Socialist Worker

System based on violence

Issue No. 1712

what do socialists say?

System based on violence

"VIOLENCE IS inevitable," claimed a Guardian feature on the anti-capitalist protests against the International Monetary Fund/World Bank annual summit planned for Prague during the last week in September. It claimed such fears exist because of "riots at last November's World Trade Organisation summit in Seattle, and at an IMF/World Bank meeting in Washington last April".

It went on to say: "Special Branch has been liaising with counterparts in the Czech Republic and four officers from the Scotland Yard's Public Order Unit flew to the capital last week for talks with police chiefs. Earlier this year 24 senior Czech officers were sent to the FBI's headquarters in Washington for training. Three months later the agency's chief went to Prague to discuss contingency plans... The Czechs have also been working with Interpol in the hope of identifying protesters from Germany, Poland and Scandinavia."

The Guardian, by the tone of its reporting, attempts to justify an open conspiracy between Czech police chiefs-whose careers started under the country's pre-1989 Stalinist regime-and police and secret police chiefs in the West. The police, it seems, only have to shout the magic word "violence" and anything they then do is excusable.

Yet 95 percent of violence in Seattle was carried out by police using pepper gas, teargas and truncheons against people sitting in the road taking non-violent action.

There was no "riot" at Washington, but the systematic harassment of demonstrators by huge numbers of police. And even the Czech president Vaclav Havel has criticised the police and media scare tactics for making out that "it is as if we are getting ready for civil war".

There will be 20,000 people planning acts of violence in Prague that week. They will be the delegates and advisers attending the IMF/World Bank conference. Their organisations impose policies on countries that lead to rich people getting still richer and poor people suffering.

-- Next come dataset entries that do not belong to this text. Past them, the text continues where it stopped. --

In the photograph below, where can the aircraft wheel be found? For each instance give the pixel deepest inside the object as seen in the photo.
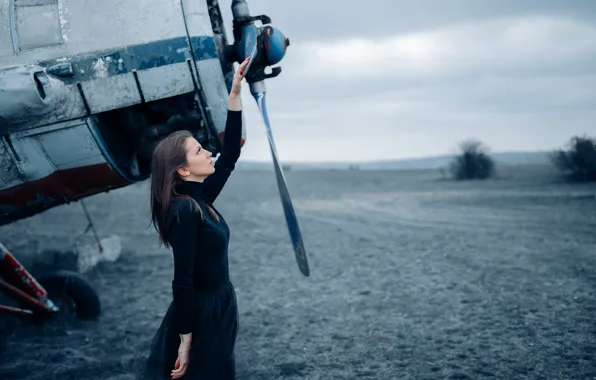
(72, 293)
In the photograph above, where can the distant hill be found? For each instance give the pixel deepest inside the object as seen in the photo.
(504, 158)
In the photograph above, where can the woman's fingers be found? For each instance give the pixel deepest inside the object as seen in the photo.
(180, 369)
(243, 66)
(179, 372)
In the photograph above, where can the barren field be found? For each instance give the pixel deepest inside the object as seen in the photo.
(413, 277)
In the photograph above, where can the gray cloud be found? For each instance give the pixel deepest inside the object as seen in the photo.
(405, 80)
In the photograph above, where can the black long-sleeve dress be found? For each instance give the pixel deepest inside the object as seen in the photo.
(204, 300)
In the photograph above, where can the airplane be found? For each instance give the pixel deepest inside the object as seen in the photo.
(86, 91)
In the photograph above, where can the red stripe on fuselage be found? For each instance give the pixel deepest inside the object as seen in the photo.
(62, 186)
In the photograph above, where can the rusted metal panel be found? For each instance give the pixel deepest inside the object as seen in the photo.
(71, 147)
(50, 166)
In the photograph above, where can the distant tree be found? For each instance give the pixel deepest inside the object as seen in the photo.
(578, 162)
(473, 162)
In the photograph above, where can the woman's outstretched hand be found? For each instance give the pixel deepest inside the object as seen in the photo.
(181, 362)
(234, 103)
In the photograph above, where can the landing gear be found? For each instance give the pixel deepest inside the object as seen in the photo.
(51, 294)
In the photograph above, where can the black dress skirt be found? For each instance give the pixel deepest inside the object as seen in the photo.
(214, 335)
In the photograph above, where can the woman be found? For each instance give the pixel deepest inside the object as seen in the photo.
(197, 336)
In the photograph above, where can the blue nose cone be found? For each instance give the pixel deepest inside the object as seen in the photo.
(276, 45)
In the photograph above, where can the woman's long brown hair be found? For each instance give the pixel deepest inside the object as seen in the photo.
(168, 156)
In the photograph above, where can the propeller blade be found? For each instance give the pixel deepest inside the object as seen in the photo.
(249, 44)
(293, 227)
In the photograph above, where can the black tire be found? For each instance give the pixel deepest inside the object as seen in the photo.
(72, 289)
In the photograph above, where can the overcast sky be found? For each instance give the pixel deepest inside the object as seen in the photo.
(400, 79)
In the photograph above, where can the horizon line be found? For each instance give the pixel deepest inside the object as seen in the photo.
(378, 160)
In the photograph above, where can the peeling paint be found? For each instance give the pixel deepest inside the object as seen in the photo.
(63, 12)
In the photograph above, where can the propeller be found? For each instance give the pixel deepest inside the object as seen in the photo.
(266, 46)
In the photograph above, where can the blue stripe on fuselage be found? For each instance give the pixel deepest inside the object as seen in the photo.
(123, 60)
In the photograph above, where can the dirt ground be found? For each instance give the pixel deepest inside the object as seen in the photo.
(413, 277)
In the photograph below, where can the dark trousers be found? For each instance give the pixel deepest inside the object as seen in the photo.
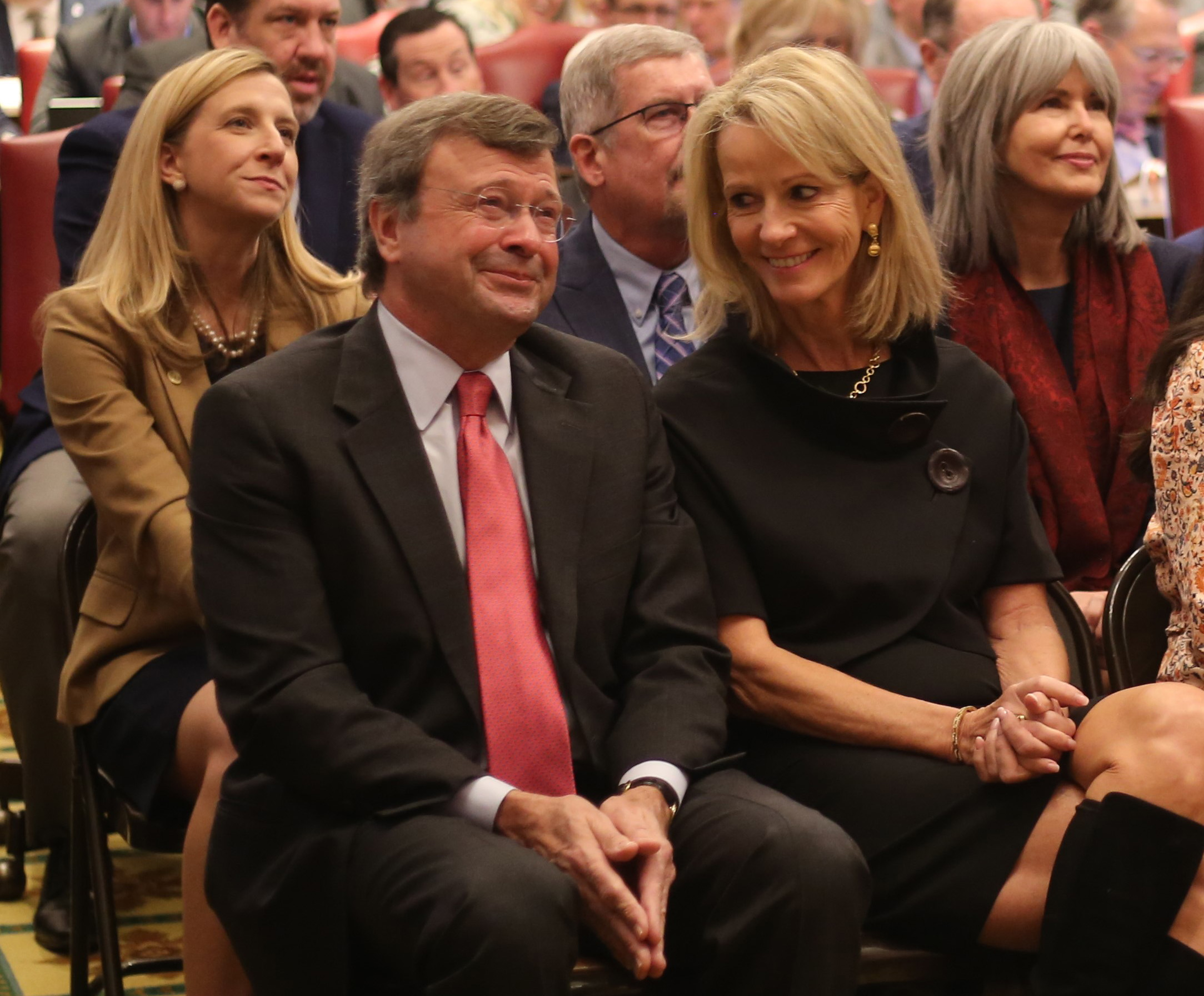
(768, 900)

They do so whenever governments find it difficult to meet the burden of paying interest on previous debts-often incurred by long-overthrown dictators. They lend a little extra money to such governments. But they insist the debts continue to be repaid and "neo-liberal" policies are adopted-drastic welfare cuts, privatisation, reduced taxes on the rich, "labour flexibility" laws, an end to price subsidies, and dismantling barriers to the multinationals.

Such actions have a much more violent impact than breaking a couple of shop windows in Seattle or on 1 May in London. IMF programmes lead many countries to spend more on debt repayments than on the health and education systems combined. People who need medicines do not get them and die.

The IMF has killed them just as surely as if it had shot them in the head, all in the interests of making sure that rich people get richer. But, of course, such routine, institutionalised killing never gets called "violence" by supposedly liberal papers such as the Guardian. The Czech police, the FBI, Special Branch and Interpol do not intend to spy on the IMF and arrest its leaders for conspiracy to cause violence.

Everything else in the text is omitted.